A equipe econômica considera que a PEC dos precatórios cria um espaço permanente para novas despesas, e evita a discussão de um novo "puxadinho" no teto de gastos às vésperas das eleições de 2022. Essa posição tem sido reforçada a senadores na fase de tramitação da PEC e também a investidores.

Na avaliação dos técnicos, o cenário de "puxadinho", considerado pior que a atual solução, acabaria acontecendo caso fosse aprovado o estado de calamidade como um "plano B" para financiar um benefício social de R$ 400 até dezembro de 2022, como quer o presidente Jair Bolsonaro.

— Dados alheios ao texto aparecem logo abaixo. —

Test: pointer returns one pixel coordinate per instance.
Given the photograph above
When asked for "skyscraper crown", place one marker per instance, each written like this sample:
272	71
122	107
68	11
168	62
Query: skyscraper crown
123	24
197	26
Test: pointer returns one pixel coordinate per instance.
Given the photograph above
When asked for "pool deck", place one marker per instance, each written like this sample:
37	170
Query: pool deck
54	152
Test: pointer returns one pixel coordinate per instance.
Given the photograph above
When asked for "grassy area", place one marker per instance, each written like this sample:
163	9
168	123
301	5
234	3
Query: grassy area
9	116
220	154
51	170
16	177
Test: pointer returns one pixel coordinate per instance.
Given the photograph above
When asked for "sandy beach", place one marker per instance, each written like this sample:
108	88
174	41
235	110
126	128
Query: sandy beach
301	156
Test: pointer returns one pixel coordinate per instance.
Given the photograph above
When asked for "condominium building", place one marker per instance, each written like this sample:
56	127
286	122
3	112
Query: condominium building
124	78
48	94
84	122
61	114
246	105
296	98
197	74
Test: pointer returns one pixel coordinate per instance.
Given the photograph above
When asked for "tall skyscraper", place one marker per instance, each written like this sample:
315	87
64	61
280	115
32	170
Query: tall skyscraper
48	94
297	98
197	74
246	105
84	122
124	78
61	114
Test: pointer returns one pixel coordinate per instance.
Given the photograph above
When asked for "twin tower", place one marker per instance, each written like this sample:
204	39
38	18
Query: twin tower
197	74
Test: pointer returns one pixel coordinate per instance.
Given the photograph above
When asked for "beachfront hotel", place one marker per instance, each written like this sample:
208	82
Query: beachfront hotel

Esse instrumento é considerado frágil pelo Ministério da Economia, porque proporcionaria um aumento apenas temporário do espaço fiscal. Como a redução do valor benefício é considerada praticamente inviável politicamente depois das eleições, se formaria um impasse.

Nas conversas com parlamentares e também com investidores, o novo secretário de Orçamento e Tesouro, Esteves Colnago, tem elencado as razões pelas quais considera melhor a aprovação da PEC, apesar de toda a polêmica que cerca as mudanças nos precatórios.

O pior caminho apontado é a edição de um decreto de calamidade, visto como de alto risco jurídico e de fragilização desse instrumento num país em que historicamente a população tem renda baixa. O temor é aprovar um novo "cheque em branco" para 2023 com o argumento de enfrentamento dos efeitos da pandemia da covid-19./ ADRIANA FERNANDES e I.T.